To add CloudFront when you're already distributing your content from Amazon S3

  1. Create a CloudFront distribution using one of the following procedures:

    When you create the distribution, specify the name of your Amazon S3 bucket as the origin server.

    Important

    For your bucket to work with CloudFront, the name must conform to DNS naming requirements. For more information, see Bucket Restrictions and Limitations in the Amazon Simple Storage Service Developer Guide.

    If you're using a CNAME with Amazon S3, specify the CNAME for your distribution, too.

  2. Create a test web page that contains links to publicly readable objects in your Amazon S3 bucket, and test the links. For this initial test, use the CloudFront domain name of your distribution in the object URLs, for example, http://d111111abcdef8.cloudfront.net/images/image.jpg.

    For more information about the format of CloudFront URLs, see Customizing the URL Format for Files in CloudFront.

  3. If you're using Amazon S3 CNAMEs, your application uses your domain name (for example, example.com) to reference the objects in your Amazon S3 bucket instead of using the name of your bucket (for example, myawsbucket.s3.amazonaws.com). To continue using your domain name to reference objects instead of using the CloudFront domain name for your distribution (for example, d111111abcdef8.cloudfront.net), you need to update your settings with your DNS service provider.

    For Amazon S3 CNAMEs to work, your DNS service provider must have a CNAME resource record set for your domain that currently routes queries for the domain to your Amazon S3 bucket. For example, if a user requests this object:

    http://example.com/images/image.jpg

    the request is automatically rerouted, and the user sees this object:

    http://myawsbucket.s3.amazonaws.com/images/image.jpg

    To route queries to your CloudFront distribution instead of your Amazon S3 bucket, you need to use the method provided by your DNS service provider to update the CNAME resource record set for your domain. This updated CNAME record will start to redirect DNS queries from your domain to the CloudFront domain name for your distribution. For more information, see the documentation provided by your DNS service provider.

    Note

    If you're using Route 53 as your DNS service, you can use either a CNAME resource record set or an alias resource record set. For information about editing resource record sets, see Editing Resource Record Sets. For information about alias resource record sets, see Choosing Between Alias and Non-Alias Resource Record Sets. Both topics are in the Amazon Route 53 Developer Guide.

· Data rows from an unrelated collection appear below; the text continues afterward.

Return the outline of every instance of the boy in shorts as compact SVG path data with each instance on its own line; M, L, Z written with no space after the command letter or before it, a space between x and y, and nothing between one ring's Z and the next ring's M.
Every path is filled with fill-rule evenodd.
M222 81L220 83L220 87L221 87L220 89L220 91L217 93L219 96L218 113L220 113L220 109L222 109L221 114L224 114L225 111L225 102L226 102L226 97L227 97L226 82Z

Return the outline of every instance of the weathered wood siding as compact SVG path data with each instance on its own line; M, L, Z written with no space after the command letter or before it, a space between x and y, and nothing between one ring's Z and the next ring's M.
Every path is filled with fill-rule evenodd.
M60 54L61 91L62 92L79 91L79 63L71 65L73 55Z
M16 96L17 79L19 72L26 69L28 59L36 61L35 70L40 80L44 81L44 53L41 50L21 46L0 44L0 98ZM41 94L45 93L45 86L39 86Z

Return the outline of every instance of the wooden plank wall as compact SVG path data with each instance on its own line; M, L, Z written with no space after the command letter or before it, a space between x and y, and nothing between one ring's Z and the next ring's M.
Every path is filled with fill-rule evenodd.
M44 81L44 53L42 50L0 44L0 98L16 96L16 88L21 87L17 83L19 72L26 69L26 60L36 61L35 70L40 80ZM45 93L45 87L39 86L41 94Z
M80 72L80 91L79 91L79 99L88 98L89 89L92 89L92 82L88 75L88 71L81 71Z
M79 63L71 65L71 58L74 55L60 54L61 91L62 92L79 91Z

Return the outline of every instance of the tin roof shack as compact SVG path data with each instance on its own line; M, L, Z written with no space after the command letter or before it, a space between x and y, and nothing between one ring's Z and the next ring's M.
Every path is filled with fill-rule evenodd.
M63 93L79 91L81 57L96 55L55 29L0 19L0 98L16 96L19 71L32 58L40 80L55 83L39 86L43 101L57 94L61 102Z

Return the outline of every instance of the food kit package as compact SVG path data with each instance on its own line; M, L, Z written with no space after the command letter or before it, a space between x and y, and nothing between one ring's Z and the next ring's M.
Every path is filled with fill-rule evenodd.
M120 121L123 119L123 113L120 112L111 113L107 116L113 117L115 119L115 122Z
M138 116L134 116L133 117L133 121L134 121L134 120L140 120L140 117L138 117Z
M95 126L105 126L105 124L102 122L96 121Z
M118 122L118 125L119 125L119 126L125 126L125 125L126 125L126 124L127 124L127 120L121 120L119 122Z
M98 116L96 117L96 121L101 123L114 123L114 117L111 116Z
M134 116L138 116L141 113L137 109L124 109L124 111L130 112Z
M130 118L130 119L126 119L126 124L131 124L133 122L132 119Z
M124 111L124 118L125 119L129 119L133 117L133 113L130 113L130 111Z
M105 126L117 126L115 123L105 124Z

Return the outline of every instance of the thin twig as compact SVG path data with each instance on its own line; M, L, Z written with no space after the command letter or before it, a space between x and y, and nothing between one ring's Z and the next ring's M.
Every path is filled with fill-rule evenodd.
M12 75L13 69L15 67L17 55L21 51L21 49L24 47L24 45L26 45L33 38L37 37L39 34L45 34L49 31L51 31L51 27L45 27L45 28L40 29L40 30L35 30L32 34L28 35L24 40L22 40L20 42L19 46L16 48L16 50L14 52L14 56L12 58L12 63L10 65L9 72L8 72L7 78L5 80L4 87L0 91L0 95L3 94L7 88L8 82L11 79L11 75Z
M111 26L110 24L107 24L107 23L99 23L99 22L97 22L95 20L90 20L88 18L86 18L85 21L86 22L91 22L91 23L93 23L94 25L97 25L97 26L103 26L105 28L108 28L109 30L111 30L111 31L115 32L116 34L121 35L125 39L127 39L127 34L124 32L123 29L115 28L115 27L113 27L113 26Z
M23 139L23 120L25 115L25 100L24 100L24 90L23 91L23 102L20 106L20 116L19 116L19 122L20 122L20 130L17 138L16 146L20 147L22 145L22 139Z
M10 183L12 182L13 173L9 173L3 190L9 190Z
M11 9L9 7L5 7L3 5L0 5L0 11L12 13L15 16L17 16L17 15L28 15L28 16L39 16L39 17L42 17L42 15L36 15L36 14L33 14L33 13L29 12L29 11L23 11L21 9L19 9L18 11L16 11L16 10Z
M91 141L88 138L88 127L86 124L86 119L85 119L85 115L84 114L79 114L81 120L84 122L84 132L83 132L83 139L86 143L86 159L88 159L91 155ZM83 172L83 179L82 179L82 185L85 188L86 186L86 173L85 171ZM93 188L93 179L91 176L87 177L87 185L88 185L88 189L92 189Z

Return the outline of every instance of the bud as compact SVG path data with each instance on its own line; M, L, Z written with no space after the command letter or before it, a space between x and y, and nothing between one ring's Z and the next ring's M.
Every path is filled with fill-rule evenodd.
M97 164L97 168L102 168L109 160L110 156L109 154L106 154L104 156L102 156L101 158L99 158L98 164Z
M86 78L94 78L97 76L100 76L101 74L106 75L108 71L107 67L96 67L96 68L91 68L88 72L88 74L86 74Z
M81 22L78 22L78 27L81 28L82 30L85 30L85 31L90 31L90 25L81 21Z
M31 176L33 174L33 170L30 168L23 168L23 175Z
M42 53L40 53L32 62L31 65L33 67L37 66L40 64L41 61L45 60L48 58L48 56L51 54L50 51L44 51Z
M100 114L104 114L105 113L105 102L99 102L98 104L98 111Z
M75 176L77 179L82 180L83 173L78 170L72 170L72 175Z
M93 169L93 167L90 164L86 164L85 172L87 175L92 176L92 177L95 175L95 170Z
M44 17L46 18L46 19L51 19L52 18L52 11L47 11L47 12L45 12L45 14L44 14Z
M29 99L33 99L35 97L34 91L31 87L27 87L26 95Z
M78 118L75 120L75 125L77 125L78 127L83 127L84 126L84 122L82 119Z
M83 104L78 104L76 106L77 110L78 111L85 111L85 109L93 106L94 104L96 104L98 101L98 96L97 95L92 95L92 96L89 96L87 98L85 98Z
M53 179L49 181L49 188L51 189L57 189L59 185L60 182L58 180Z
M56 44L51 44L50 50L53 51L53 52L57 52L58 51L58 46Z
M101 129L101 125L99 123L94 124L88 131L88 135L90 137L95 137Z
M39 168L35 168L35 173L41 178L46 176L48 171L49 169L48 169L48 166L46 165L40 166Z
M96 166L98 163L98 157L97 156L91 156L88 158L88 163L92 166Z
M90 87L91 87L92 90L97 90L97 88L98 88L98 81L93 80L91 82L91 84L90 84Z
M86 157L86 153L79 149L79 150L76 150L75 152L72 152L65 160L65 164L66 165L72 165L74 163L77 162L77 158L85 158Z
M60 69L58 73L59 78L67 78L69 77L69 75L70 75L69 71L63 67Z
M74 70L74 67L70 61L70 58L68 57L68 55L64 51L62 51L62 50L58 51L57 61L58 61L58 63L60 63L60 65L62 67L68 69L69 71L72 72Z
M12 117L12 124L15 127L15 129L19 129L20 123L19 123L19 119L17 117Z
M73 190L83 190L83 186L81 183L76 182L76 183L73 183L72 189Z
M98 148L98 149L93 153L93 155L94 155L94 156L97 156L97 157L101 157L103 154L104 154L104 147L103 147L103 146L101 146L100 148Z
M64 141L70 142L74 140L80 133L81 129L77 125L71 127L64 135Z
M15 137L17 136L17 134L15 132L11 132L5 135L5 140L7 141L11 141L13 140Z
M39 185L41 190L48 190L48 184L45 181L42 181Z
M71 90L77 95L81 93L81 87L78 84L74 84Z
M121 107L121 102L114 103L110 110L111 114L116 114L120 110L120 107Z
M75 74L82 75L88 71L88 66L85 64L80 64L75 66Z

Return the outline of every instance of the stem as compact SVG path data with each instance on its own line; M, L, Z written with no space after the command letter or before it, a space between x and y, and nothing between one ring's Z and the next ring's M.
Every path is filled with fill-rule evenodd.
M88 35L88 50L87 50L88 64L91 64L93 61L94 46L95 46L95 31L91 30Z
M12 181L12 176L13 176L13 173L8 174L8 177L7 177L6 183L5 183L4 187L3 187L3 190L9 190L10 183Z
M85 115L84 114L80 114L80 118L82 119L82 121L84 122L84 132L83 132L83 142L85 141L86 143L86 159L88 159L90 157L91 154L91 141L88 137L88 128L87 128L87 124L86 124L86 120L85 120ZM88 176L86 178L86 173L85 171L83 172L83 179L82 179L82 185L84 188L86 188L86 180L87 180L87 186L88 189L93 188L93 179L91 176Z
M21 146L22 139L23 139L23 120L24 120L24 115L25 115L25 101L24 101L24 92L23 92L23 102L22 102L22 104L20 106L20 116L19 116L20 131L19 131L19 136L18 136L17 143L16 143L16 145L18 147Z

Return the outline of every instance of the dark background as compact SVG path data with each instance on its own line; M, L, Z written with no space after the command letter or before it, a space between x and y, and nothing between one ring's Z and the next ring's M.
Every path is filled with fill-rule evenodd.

    For more information about using CNAMEs with CloudFront, see Using Custom URLs for Files by Adding Alternate Domain Names (CNAMEs).

    After you update the CNAME resource record set, it can take up to 72 hours for the change to propagate throughout the DNS system, although it usually happens faster. During this time, some requests for your content will continue to be routed to your Amazon S3 bucket, and others will be routed to CloudFront.

Moving an Amazon S3 Bucket to a Different Region

If you're using Amazon S3 as the origin for a CloudFront distribution and you move the bucket to a different region, CloudFront can take up to an hour to update its records to include the change of region when both of the following are true:

  • You're using a CloudFront origin access identity (OAI) to restrict access to the bucket

  • You move the bucket to an Amazon S3 region that requires Signature Version 4 for authentication

When you're using OAIs, CloudFront uses the region (among other values) to calculate the signature that it uses to request objects from your bucket. For more information about OAIs, see Restricting Access to Amazon S3 Content by Using an Origin Access Identity. For a list of Amazon S3 regions and the signature versions that they support, see Amazon Simple Storage Service (Amazon S3) in the "Regions and Endpoints" chapter of the Amazon Web Services General Reference.

To force a faster update to CloudFront's records, you can update your CloudFront distribution, for example, by updating the Comment field on the General tab in the CloudFront console. When you update a distribution, CloudFront immediately checks on the region that your bucket is in; propagation of the change to all edge locations should take less than 15 minutes.